Will Smith is the title character, a boozing malcontent who lives in a trailer and quite often sleeps on city benches, hungover and pissed off. He helps out the citizens of Los Angeles, but inevitably does so much damage (he drops an SUV full of machine gun-toting thugs on to the spire of the Capital Records building) that people wonder whether his efforts are worth it.
When Hancock ends up saving the life of a PR guy, Jason Bateman, he is thanked with a home-cooked meal. Bateman’s wife, Charlize Theron is naturally suspicious of the effect of the dipsomaniacal Hancock on her young son, but Bateman smells an opportunity. All Hancock needs is good publicity.

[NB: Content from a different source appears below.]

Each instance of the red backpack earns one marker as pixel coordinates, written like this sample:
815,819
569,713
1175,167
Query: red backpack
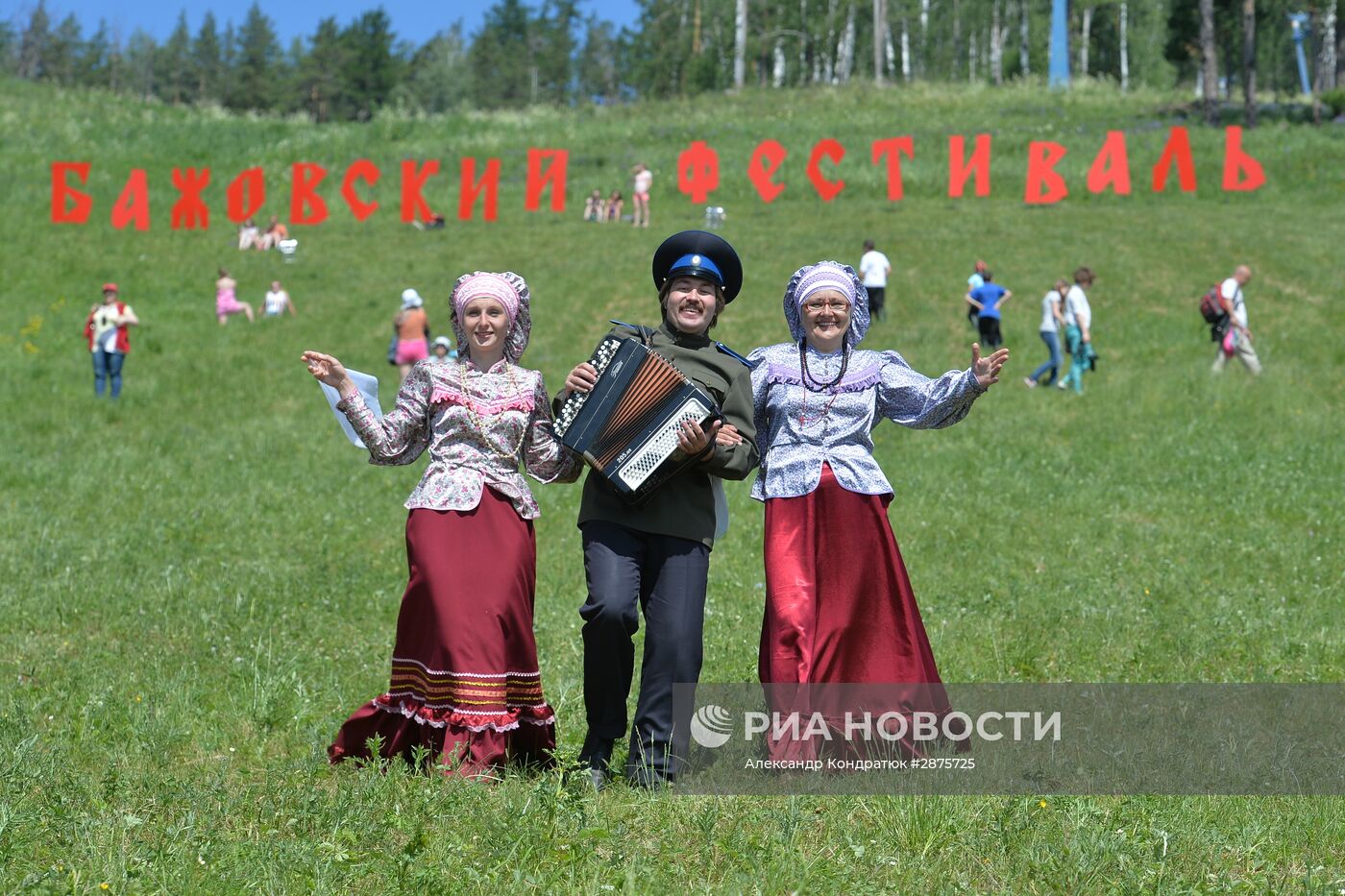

Yes, the first half of this film is all about the exciting world of public relations. I hope all of you can handle the rollercoaster ride! Bateman convinces Hancock to voluntary allow himself to be incarcerated, and then when crime goes up the city will turn to him to rescue them. Sounds like a pretty half-baked plan, but this being a dumb summer movie, it works like a charm.
Then the film takes a sharp turn, and becomes something else entirely. I won’t spoil it, but even with the humdrum nature of the first half, this turn is not welcome and really it’s downright silly. The film has no internal logic and has rules that seem to exist simply to accommodate the story twists. I suppose the climax of the film is supposed to be some big emotional pay-off, but all I could manage was a yawn.
There’s lots of blame to go around. Primarily it’s the script, which has all sorts of holes in logic and no particular point of view. The direction, by Peter Berg, is in the Michael Bay school of shit blowing up, and like Michael Bay, has no subtlety, originality or individuality. And as for Will Smith, well, a lot of people find him charming, but I am not one of them. An actor of incredibly limited range, he’s not particularly convincing as a cretin in the first half, or particularly likeable when he’s supposed to have changed. I just didn’t care anything about his character.
The end of the film suggests a sequel is possible, depending on the audience reaction. To which I say, to use a Smith catch-phrase, “Aw, hell no!”